Raporun Türkçesi şuydu: Ali El Hemdan yerden seken kurşunun kalbine isabet etmesi sonucu ölmüştür. Afgan çocuk yaşasaydı, o ülkede yerden seken kurşunların insanları -kendisi gibi- kalbinden vurduğunu bilecekti.

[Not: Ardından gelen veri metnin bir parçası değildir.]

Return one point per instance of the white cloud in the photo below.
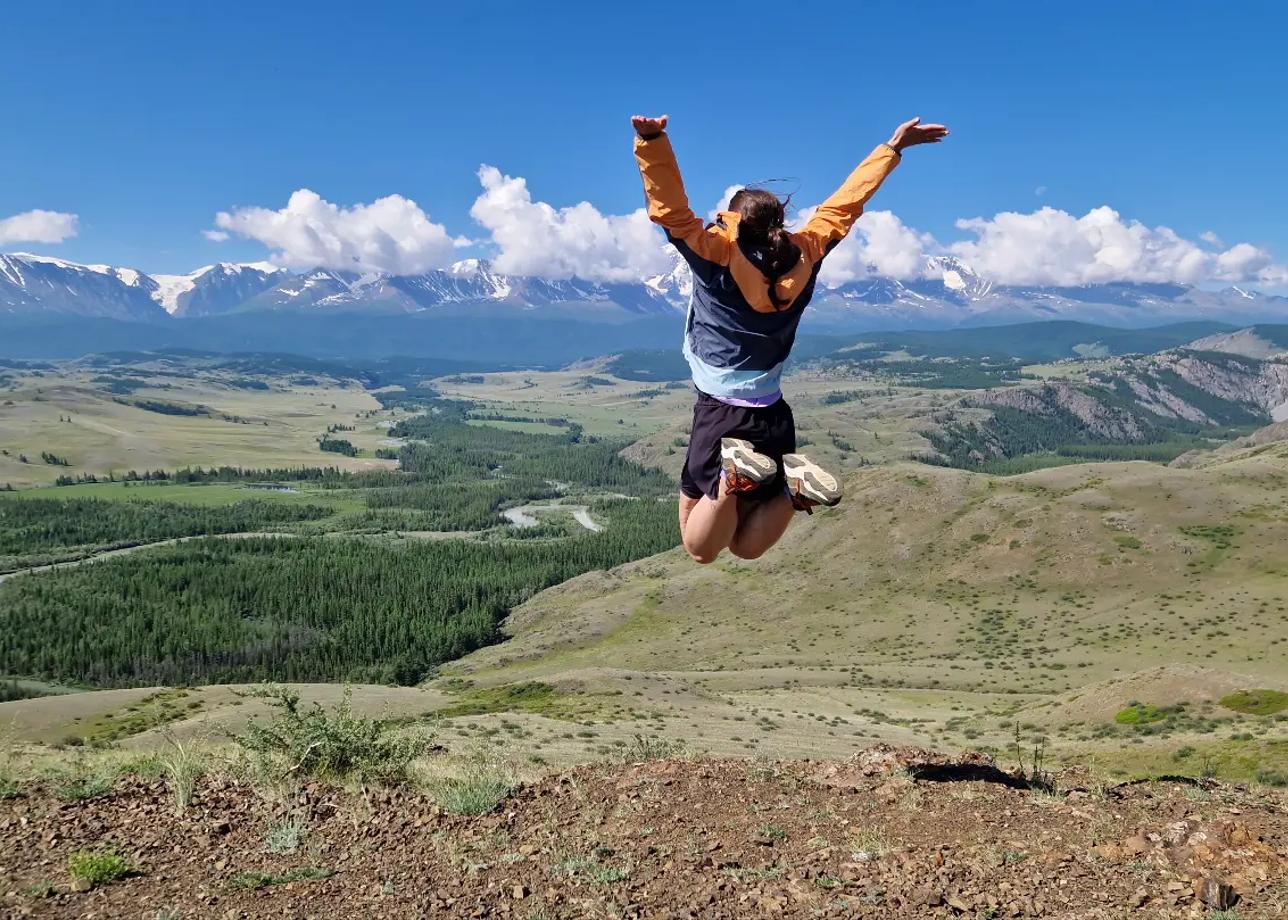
(1055, 248)
(535, 239)
(880, 244)
(37, 226)
(1046, 246)
(723, 205)
(389, 235)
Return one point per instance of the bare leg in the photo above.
(706, 526)
(761, 526)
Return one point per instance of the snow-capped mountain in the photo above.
(947, 294)
(214, 289)
(40, 284)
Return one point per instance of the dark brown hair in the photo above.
(763, 239)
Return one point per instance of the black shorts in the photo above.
(770, 428)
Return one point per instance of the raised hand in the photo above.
(648, 128)
(911, 133)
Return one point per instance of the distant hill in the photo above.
(948, 294)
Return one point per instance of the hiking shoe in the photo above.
(810, 482)
(745, 469)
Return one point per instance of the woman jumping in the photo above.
(742, 479)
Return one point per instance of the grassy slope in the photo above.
(104, 434)
(934, 606)
(943, 607)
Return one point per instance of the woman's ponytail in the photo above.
(763, 239)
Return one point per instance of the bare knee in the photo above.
(703, 557)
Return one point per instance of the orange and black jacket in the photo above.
(736, 340)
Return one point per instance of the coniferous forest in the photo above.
(296, 608)
(39, 531)
(320, 604)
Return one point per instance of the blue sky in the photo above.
(146, 119)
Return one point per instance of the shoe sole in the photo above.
(810, 481)
(741, 456)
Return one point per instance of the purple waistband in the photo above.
(754, 402)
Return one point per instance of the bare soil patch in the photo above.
(889, 834)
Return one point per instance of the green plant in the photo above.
(182, 766)
(253, 881)
(285, 836)
(80, 782)
(1256, 701)
(871, 842)
(1273, 777)
(98, 867)
(475, 790)
(1140, 714)
(327, 744)
(9, 787)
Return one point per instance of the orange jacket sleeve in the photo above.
(836, 217)
(667, 202)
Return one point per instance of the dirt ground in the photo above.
(888, 834)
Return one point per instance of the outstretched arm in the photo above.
(663, 188)
(833, 219)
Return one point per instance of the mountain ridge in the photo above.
(949, 294)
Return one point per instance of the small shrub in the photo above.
(81, 784)
(182, 766)
(285, 836)
(477, 790)
(98, 867)
(1139, 714)
(648, 747)
(329, 744)
(1256, 702)
(253, 881)
(1273, 777)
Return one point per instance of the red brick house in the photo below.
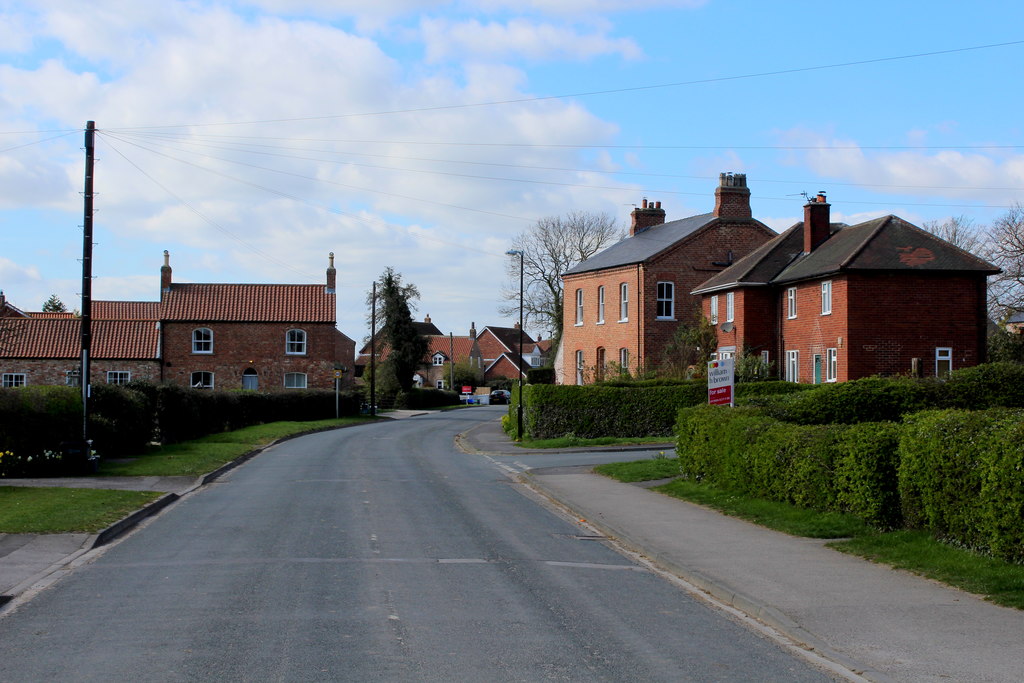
(624, 304)
(827, 302)
(264, 337)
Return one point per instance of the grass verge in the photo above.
(576, 441)
(207, 454)
(39, 510)
(916, 552)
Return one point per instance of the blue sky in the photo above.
(252, 138)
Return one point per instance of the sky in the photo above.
(252, 138)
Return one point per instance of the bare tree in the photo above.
(961, 231)
(1006, 291)
(550, 248)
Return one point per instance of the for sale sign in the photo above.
(720, 382)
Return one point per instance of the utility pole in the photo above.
(90, 138)
(373, 350)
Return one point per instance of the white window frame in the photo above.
(201, 385)
(118, 376)
(942, 354)
(666, 301)
(202, 340)
(793, 366)
(298, 381)
(295, 342)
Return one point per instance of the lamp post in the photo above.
(518, 429)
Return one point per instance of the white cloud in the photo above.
(518, 38)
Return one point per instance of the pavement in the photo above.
(870, 622)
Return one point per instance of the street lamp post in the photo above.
(518, 429)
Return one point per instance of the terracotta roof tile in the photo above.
(47, 338)
(256, 303)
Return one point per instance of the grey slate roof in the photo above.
(643, 246)
(888, 243)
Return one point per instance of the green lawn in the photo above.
(209, 453)
(38, 510)
(918, 552)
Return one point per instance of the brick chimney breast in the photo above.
(165, 272)
(816, 222)
(732, 198)
(645, 216)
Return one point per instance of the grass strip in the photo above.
(577, 442)
(207, 454)
(46, 510)
(916, 552)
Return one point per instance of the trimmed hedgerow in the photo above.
(961, 477)
(744, 451)
(622, 409)
(865, 473)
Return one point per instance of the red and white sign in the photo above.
(720, 382)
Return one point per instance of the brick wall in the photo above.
(238, 346)
(54, 371)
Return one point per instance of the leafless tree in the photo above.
(550, 248)
(1006, 291)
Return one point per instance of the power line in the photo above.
(590, 93)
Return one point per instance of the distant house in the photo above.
(624, 304)
(442, 351)
(827, 302)
(259, 337)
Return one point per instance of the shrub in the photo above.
(866, 473)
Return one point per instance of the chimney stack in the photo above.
(645, 216)
(165, 272)
(332, 274)
(732, 199)
(816, 222)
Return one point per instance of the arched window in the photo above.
(202, 341)
(250, 379)
(295, 342)
(201, 380)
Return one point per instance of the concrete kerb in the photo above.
(720, 591)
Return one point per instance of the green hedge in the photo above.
(958, 474)
(962, 476)
(623, 409)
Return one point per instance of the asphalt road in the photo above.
(375, 553)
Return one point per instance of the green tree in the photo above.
(54, 305)
(395, 302)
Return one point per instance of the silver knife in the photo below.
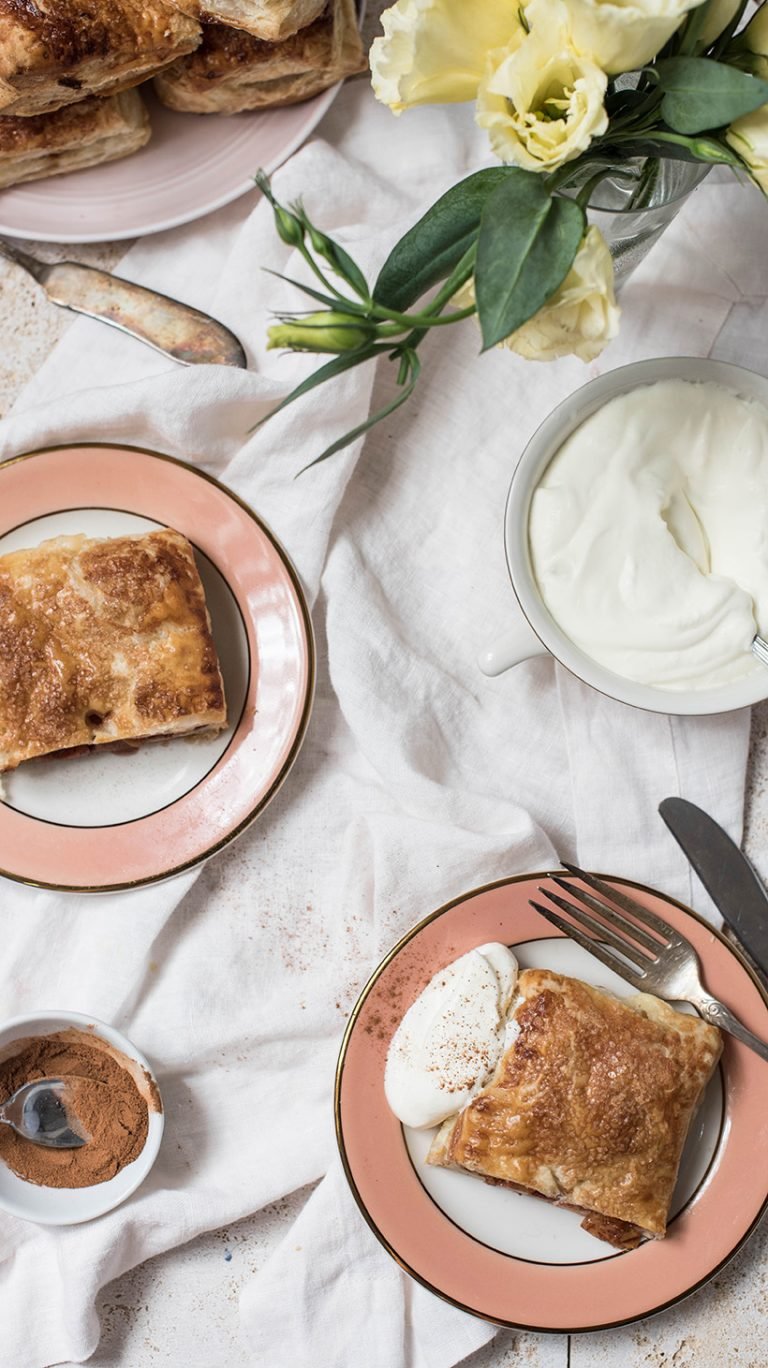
(166, 324)
(733, 884)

Neyse Hemdan’a dönelim; savcı inanmadı rapora. Belki biraz da Cumhurbaşkanı’nın Hemdan’ın ailesine taziye telefonundan da cesaret almıştı. “Bana sokaktaki kamera görüntülerini getirin” dedi. Görüntüler geldi, CD bilgisayara takıldı, görüntü akmaya başladı. Ne polisin dediği gibi sendeleme vardı, ne yerden seken kurşun. Hemdan ile polisin arasında 12-13 adım vardı Hemdan düşmeden, an öncesinde, polise bir şeyler anlatmaya çalışıyordu. Polise ceza verildi: 25 yıl. Adana Valiliğin o “resmi raporu” da dosyada öylece kaldı.
AMA KURKUT BİLİRDİ
Afgan çocuk da bilmezdi, Suriyeli Hemdan da bilmezdi ama Diyarbakırlı Kemal Kurkut bilirdi ki o ülkede mermiler yerden seker, kalplere, başlara gelir ve öldürürdü. Okumuş yazmış çocuktu, üniversitede okurdu. Ankara Gar katliamından da bilirdi ölümleri; oradan sağ kurtulmuştu.
Kemal Kurkut yine bilirdi ki kurşunlar İzmir’de polis silahından çıkar ve seker, Baran Tursun’u başından öldürürdü. İstanbul Arnavukköy’de koca silahından çıkar, seker ve Tuğba Anlak’ı öldürürdü.
Polisler de “kurşunların sektiğini” bilir, Ankara’da Ethem Sarısülük’ü öldürdükten sonra, “sendeledim, silahım ateş aldı, mermi sekti, Ethem’e değdi” diye savunma yapardı.
Kemal Kurkut hepsini bile bile 2017’nin Nevruz’una katılmak üzere alana geliyordu. Bildiği başına geldi. “Yerden seken mermi” O’nu sırtından düşürdü. Raporlar yazıldı: Canlı bomba olduğu şüphesi… Doğrudan atış… Sert zeminden 130 derecelik açıyla seken mermi… Farklı farklı raporlar.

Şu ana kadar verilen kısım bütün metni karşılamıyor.